Councillors attending the Emergency Management Committee meeting on Thursday got a high-level look at the potential risk of increasing heat and how the City of Calgary will manage it moving forward.
CEMA Chief Sue Henry said the delivery of this report came at an opportune time.
“We’re normally months away from the hot dry days of summer and that is not the case this year,” Chief Henry said.
“As you know, we are experiencing some very high temperatures and conditions that are at or near record-breaking this season.”
She said heat-related risks are complex and they pose a significant risk to communities and businesses. Henry said, however, their emergency management practices have evolved to put effort toward proactively managing the risks rather than deal with the consequences of inaction.
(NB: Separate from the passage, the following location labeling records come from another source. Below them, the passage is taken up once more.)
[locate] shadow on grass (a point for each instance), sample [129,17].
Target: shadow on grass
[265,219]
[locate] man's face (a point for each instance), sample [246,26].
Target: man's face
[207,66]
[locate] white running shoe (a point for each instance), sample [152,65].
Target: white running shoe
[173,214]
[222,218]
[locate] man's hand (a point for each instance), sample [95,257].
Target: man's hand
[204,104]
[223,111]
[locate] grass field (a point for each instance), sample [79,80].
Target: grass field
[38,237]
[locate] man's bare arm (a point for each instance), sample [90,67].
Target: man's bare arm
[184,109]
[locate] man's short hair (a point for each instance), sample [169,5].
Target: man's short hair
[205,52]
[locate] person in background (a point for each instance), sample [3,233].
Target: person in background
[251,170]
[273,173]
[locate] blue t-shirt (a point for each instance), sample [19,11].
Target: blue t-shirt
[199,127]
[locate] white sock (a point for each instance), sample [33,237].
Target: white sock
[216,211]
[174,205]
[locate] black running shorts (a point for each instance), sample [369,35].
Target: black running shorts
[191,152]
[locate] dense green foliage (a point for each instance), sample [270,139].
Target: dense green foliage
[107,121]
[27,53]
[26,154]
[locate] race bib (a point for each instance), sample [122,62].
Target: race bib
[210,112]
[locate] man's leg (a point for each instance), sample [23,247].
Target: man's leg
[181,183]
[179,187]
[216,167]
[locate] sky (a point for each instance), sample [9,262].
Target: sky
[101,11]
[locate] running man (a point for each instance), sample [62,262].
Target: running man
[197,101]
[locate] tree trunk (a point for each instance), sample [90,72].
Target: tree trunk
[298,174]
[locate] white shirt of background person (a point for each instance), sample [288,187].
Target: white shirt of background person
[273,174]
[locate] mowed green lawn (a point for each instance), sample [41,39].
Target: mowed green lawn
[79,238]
“The effectiveness of this pre-work, starting with the risk assessment, increases resilience and directly correlates to successful response and recovery,” Chief Henry said.
Five primary heat-related risks were outlined in the CEMA report.
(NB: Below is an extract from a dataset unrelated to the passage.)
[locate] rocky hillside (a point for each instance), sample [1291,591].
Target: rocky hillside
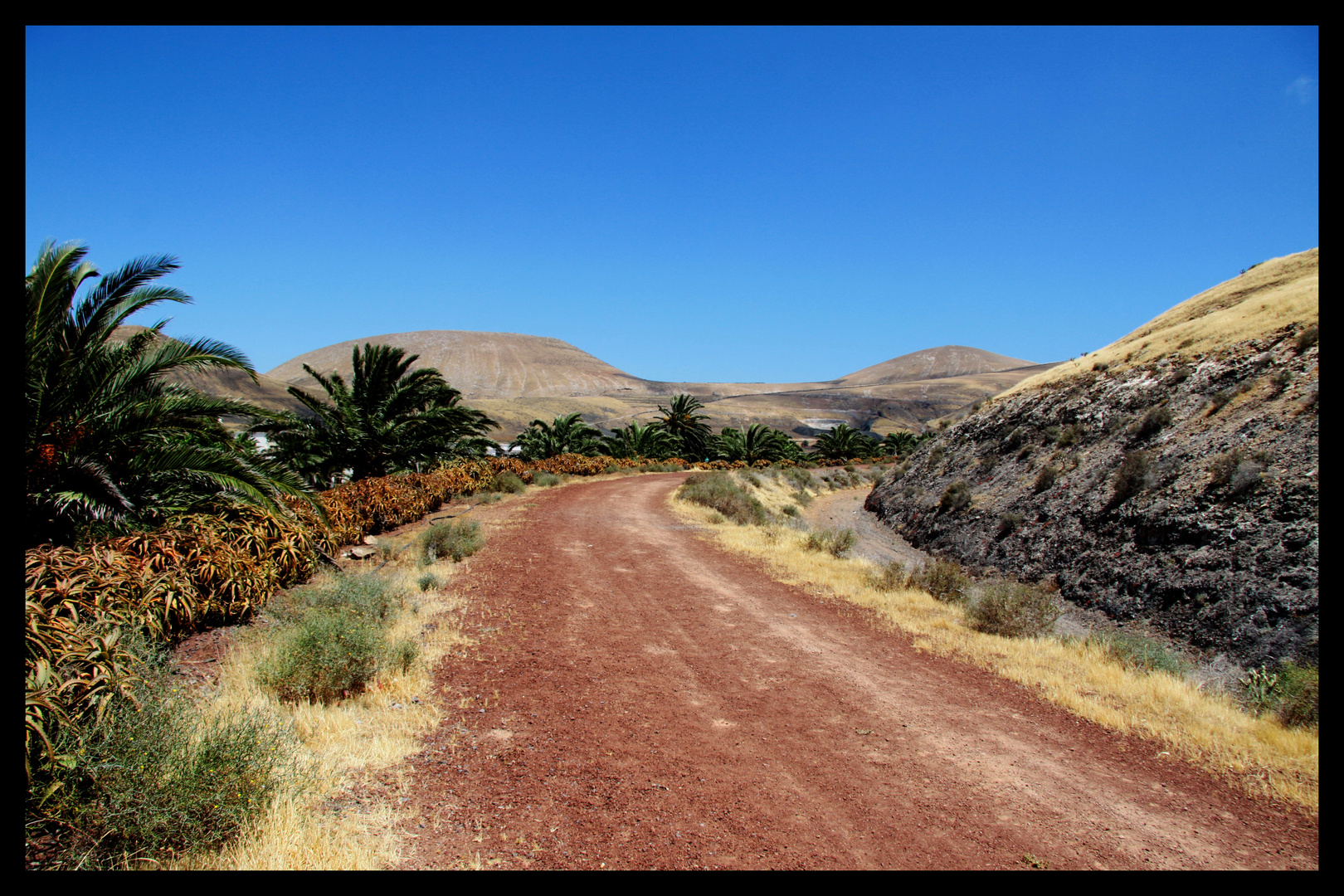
[1181,489]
Further, Henry said that climate-related impacts beyond Calgary – such as Western Canada wildfires – have also had an impact on things such as water and air quality. These heat-related risks are all interrelated and contribute to one another she said.
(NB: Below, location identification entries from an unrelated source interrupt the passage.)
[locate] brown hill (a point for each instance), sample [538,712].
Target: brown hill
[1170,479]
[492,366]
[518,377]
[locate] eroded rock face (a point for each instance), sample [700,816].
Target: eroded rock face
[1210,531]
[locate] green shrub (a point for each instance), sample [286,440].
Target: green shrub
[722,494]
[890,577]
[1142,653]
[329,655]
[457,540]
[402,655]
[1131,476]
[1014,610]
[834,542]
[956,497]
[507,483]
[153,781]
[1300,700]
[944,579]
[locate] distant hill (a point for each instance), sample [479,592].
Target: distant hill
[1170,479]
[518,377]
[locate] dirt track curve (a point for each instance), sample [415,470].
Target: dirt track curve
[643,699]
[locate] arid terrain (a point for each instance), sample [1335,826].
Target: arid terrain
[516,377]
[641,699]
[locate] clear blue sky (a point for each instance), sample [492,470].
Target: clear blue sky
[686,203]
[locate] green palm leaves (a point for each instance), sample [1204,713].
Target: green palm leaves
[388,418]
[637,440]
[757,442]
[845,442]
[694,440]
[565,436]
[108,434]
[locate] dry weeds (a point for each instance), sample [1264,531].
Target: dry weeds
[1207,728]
“For example, wildland fires contribute to poor air quality and the potential for water contamination. We know drought and heat also contribute to the risk for wildfires,” she said.
“Some of these events are immediate and acute, such as extreme heat events, and some are more gradual and longer in duration, such as a drought risk.”
City working on solutions
Chief Henry said that the city’s common goal is to reduce the vulnerability and increase the city’s resilience to the risks. Each city department differs in its approach, but their work is complementary, she said.
“Our emergency management is more focused on the near-term risks and addressing those that are existing and emerging,” she said.
“Our work also focuses on a broader range of risks including natural, technological and human-induced hazards.”
Others, like climate and environment, look at the future and longer timelines for climate impact over decades rather than years.
Terri Lang, with Environment and Climate Change Canada said that in Canada, the warming trends are at a much higher rate than most parts of the world. In the Calgary area, between 1948 and 2012 there was a mean annual temperature increase of 1.5 to 1.75 degrees Celsius – with the world average around one degree Celsius.
“Our warming climate is expected to intensify some weather extremes in the future,” Lang said.
“Extreme hot temperatures will become more frequent and intense, resulting in an increased severity of heat waves being bringing an increased risk of drought and wildfire.”
To address some of the human risks associated with heating, the city is already requiring cooling requirements in affordable housing projects and in downtown office-to-residential conversions. For smaller building projects they’re installing heat pumps to improve cooling while reducing energy use.
The city has created a place-based heat map that shows natural cooling areas (water parks, rivers, natural canopy coverage) and warm areas (pavement and mall areas) to better inform future planning. That will be available for public use later this year.
Water risk is highlighted
Dawn Smith with the City’s Climate Adaptation team said potential drought brings about a number of issues.
“The biophysical impacts of drought are significant, including wind erosion, reduced streamflow and groundwater reductions,” she said.
Smith said there are a number of plans that address the safe supply of water in Calgary.
A long-term drought resilience plan is being developed by city administration and will be presented to Calgary city council later this year.
Ward 11 Coun. Kourtney Penner, who is chair of the Emergency Management Committee said that water plays a significant role and is intertwined with other aspects such as tree canopy.
“Calgary is in a really fortunate position with our proximity to the watershed,” Penner said.
“However, we know the watersheds decreasing and I think what’s really important is our proximity means that other people are far away.”
Penner said managing water in the future will be an ongoing discussion, particularly around licensing.
Frank Frigo, Manager of Environmental Management at the City of Calgary, said they’ve also been looking at how to use stormwater in different ways. That might include changing retention ponds to allow for more potential irrigation.
“We’re really trying to unpack that very carefully understand what the opportunities are, and shift away from having just short-term storage and some of our stormwater facilities and other facilities for longer-term storage that can take us more through that seasonal period,” he said.